L’approche intermédiale change radicalement les perspectives et remet en cause des hypothèses qui, au fil des décennies, s’étaient transformées en vérités immuables fondant l’essence même de la pratique. On ne s’étonne donc pas des résistances qu’elle suscite et suscitera encore. Mais en même temps, rares sont ceux au sein des études théâtrales qui ne reconnaissent pas la nécessité et l’urgence de revoir l’histoire du théâtre, de sa dynamique et, surtout, de ses rapports complexes et nombreux avec les autres médias, ce qui inclut, dans une perspective intermédiale, les autres pratiques artistiques.

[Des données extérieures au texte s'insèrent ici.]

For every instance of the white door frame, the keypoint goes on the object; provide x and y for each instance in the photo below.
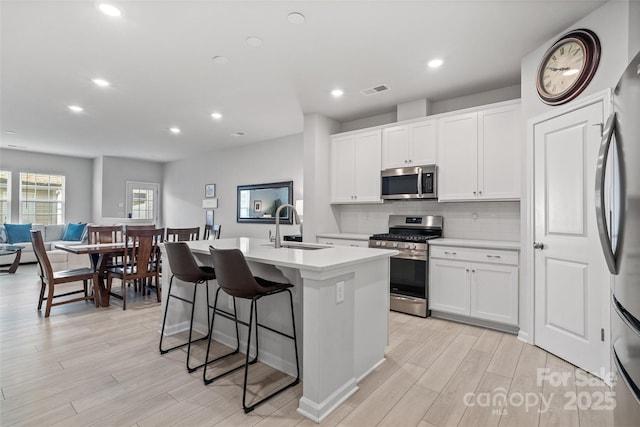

Ce numéro s’ouvre donc sur un article de Jean-Marc Larrue qui explore les différentes causes pouvant expliquer cette rencontre tardive — si on la compare avec ce qui s’est produit dans d’autres pratiques — du théâtre et de l’intermédialité. On ne sera pas surpris de l’importance du concept de « présence », qui se développe sur près d’un siècle, dans ce phénomène de « résistance ». On ne s’étonnera pas non plus que sur six des articles suivants, trois portent spécifiquement sur le son. Parent pauvre des études théâtrales traditionnelles, oublié par les historiens, le son est pourtant l’une des composantes essentielles de la pratique. Si le théâtre est un art de la vue — où l’on voit, où l’on est vu —, il est aussi un art du son, celui de la scène, bien sûr, mais aussi celui du public et celui du lieu où se produit la représentation. Il est normal que, dans une perspective intermédiale, qui se fonde sur les dynamiques des relations, le son occupe une position centrale, à la mesure de celle qu’il occupe dans la réalité de la pratique.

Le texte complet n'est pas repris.